The foursome spent far more time working together in the recording studio than on stage. The CD was created by layering parts. Although one piece, "Bear on a Rock," is an instrumental showpiece for solo acoustic guitar, most of the tunes feature a number of parts.
"My stuff tends to be dense, and there were only a few tunes on this that had fewer than 20 parts," James said.
That's a big change from James' first experiences recording 25 years ago. A fan of jazz and rock since childhood, James grew up in a musical household and studied jazz, composition and bass in college in California. In those pre-digital days, layering a dozen parts would be an epic and daunting task.
"The big thing then was a four-track studio with tape," he said. "We'd edit by cutting the tape with razors."

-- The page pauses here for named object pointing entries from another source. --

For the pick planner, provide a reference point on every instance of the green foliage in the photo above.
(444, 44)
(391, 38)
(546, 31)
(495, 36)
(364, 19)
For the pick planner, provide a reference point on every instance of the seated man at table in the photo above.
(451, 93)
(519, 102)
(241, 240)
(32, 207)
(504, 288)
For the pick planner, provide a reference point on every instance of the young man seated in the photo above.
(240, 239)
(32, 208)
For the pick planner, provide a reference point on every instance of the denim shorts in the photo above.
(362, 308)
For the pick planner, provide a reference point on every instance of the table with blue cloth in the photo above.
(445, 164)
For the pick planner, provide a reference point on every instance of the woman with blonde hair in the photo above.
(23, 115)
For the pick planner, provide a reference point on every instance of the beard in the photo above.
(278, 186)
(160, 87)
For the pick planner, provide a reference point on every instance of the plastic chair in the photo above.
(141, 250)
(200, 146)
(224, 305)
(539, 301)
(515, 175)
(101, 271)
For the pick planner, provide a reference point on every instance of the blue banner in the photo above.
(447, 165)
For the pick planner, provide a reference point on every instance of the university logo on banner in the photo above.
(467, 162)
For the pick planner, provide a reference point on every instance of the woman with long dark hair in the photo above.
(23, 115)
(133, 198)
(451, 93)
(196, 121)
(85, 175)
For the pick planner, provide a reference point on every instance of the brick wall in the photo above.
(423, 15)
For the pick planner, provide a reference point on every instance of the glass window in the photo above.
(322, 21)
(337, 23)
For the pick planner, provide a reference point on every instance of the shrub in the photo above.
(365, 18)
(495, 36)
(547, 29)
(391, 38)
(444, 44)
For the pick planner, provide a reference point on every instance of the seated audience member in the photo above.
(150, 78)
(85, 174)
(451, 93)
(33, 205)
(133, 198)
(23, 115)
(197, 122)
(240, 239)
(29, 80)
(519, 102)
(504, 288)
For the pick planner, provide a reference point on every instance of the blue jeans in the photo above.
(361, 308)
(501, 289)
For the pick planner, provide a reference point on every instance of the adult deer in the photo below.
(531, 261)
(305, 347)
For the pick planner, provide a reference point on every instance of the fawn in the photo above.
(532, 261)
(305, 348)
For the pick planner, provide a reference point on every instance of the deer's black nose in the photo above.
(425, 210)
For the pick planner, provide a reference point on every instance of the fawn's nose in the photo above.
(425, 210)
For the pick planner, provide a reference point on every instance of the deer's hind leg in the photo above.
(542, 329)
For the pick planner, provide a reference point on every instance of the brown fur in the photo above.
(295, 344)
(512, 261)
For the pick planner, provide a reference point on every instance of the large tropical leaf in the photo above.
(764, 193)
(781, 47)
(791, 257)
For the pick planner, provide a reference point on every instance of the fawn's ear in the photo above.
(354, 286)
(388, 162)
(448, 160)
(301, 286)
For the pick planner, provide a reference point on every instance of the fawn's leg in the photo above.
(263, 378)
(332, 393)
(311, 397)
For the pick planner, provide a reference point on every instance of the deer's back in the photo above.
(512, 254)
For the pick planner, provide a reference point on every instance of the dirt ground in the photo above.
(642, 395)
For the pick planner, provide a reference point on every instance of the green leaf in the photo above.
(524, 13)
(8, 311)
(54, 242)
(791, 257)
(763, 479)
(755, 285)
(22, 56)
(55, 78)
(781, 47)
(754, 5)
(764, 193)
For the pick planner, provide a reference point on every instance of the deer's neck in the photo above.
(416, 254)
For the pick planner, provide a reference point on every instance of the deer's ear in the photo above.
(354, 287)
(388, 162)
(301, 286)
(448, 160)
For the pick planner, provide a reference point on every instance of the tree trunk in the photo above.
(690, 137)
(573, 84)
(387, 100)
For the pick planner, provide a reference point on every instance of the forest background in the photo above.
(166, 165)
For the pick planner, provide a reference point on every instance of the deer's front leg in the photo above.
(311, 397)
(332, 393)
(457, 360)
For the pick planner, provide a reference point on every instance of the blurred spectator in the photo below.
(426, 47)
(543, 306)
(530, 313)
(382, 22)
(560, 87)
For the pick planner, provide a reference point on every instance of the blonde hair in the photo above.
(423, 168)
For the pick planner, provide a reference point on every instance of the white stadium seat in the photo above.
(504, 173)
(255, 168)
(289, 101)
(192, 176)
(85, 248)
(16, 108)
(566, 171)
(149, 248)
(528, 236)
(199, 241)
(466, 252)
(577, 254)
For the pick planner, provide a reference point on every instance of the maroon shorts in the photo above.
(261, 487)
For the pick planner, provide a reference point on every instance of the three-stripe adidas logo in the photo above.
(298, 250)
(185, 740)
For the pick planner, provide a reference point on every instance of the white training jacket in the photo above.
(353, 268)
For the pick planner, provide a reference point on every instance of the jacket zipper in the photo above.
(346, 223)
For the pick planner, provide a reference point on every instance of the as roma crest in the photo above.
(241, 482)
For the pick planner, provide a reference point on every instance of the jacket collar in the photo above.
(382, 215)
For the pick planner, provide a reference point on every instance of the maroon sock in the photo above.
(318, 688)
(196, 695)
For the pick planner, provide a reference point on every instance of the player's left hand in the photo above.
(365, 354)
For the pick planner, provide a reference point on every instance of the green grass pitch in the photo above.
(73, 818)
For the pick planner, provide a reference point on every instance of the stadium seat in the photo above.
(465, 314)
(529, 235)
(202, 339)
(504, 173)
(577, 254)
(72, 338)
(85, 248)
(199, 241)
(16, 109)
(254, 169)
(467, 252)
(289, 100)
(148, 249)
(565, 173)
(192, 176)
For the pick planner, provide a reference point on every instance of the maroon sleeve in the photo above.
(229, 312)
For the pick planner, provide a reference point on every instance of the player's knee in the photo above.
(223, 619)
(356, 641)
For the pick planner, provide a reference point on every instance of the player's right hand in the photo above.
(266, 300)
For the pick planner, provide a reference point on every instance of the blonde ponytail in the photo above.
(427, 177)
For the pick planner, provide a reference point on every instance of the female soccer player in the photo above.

"Sunlight" was recorded digitally on a laptop computer. James said he tried to capture the musicians' performance with a live feeling, and balance that with recording tools that enabled him to correct mistakes, polish the arrangements and process the sound.
"There's a bit of danger with the power of those tools, wanting to fix everything and feeling that nothing is ever good enough," he said. "You can fix stuff forever and strangle the life out of it."
James cited the Steely Dan album "Aja" from the late 1970s as one of the greatest recordings of all time, a project that captured virtuosic, soulful playing with state-of-the-art studio manipulation.
"It had the perfect blend of live feel with studio polish," he said.
James said some of the compositions on "Sunlight" go back to the early 1980s. James worked as a professional bassist on the rock circuit in Northern California throughout college, eventually dropping out to play music full-time. In the early 1980s he began touring and recording with folk musician Kate Wolf, who had a successful music career until her death in 1985. James spent the ensuing years traveling in India and Asia and working in Japan.
He moved to Gustavus in 1990 and built a home, continuing to compose and develop as a musician. He moved to Juneau in 1995 to pursue more music opportunities and work with computers for the state.
"Sunlight" was recorded over the past six months, but some of the tunes came out of his time in Gustavus and travels in Asia.
"The next thing I do will be very different," he said. "Maybe an acoustic CD, or something more simple."
Others musicians on "Sunlight" include percussionists Mike Fieldhouse and Dale McFarland and flutist Rick Alberico. The CD was mastered by James and Mark Alton at Gold Street Studios in Juneau. "Sunlight" is available at Capitol Records and through James' Web site, fordjames.com.